One of the first stops was at a pizza and pasta place in a mall near the Johannesburg airport. Wood-fired pizza seems to be a common food on offer. The part I loved most about the pizza in Johannesburg and Botswana was the side toppings. I ate wood-fired pizza twice during my trip and each time a condiment plate was brought out which contained fresh garlic, freshly sliced jalapenos, and parmesan cheese. Some of the pizzas had unique toppings, but many were what I would expect from traditional pizzas in the states or Canada.
We stayed in a little apartment in Gaborone for part of our trip and visited the local grocery store for food. One of the jewels of Botswana is the beef fillet. You can buy beef tenderloin there (it’s the same cut that contains filet mignon) for very affordable prices. We bought a package of beef fillet for all three of us and I recall it cost about $10 USD.

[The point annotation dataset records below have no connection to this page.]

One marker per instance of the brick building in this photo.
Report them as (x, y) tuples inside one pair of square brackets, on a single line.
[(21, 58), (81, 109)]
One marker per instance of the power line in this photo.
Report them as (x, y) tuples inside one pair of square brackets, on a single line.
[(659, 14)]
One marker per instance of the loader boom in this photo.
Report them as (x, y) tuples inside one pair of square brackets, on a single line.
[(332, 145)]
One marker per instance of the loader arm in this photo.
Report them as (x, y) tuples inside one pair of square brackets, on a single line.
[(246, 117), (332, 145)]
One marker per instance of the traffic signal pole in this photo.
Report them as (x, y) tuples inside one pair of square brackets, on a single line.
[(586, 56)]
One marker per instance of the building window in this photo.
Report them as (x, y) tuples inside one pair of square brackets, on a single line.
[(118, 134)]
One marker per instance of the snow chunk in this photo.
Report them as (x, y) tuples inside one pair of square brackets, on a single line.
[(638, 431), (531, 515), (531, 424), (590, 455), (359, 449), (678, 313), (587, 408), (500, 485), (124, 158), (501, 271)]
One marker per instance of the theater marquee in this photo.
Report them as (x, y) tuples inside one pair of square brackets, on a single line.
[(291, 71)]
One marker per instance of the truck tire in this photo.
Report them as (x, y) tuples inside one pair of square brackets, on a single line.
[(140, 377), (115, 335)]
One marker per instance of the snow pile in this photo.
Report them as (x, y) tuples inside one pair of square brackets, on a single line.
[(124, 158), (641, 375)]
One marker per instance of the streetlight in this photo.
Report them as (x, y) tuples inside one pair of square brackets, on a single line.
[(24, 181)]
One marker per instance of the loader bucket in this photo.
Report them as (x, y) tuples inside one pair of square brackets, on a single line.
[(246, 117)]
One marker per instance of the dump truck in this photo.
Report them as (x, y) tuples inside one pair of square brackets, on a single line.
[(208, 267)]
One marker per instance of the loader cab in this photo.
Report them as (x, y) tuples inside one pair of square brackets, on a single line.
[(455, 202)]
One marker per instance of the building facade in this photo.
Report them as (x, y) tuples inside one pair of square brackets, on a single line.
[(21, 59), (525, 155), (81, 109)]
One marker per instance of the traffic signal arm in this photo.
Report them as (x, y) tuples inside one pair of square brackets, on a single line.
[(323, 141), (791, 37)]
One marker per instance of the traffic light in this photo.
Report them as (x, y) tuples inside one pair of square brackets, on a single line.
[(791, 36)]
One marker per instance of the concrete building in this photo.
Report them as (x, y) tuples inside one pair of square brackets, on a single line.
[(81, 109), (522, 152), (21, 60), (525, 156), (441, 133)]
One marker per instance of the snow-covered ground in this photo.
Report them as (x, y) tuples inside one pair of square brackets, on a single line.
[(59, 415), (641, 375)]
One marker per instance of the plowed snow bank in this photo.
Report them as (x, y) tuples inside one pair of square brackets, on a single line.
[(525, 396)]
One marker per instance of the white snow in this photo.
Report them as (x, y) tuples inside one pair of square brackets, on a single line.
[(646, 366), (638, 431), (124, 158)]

We flew a local airline, Air Botswana, from Gaborone to Kasane, and received these little lunchbox meals during our one hour flight. The return flight was delayed over two hours (a common occurrence it appears), but hey, they feed you at least. :)
One of my favorite discoveries was the availability of ciders at the restaurants. I really love hard apple ciders, and in Botswana and South Africa you can order Hunter’s Dry Cider or Savana Dry at almost any restaurant.
One of my favorite meals was at a place called Mokolodi Nature Reserve. The atmosphere was gorgeous and the food delicious. I ordered the Kingklip Provencal which I had no clue what to expect but sounded like a great mesh of flavors. I wasn’t disappointed — it was fabulous. I’ve wanted to recreate the dish, but Kingklip is not available readily in Seattle, so I think I’ll have to substitute another mild white fish.
One final great Africa food discovery was Pinotage wine. I fell in love with it and regret only bringing one bottle home with me! It was developed in South Africa and not a grape I’ve seen in US stores. If you normally love Shiraz, then give a glass of Pinotage a try if you’re in Africa.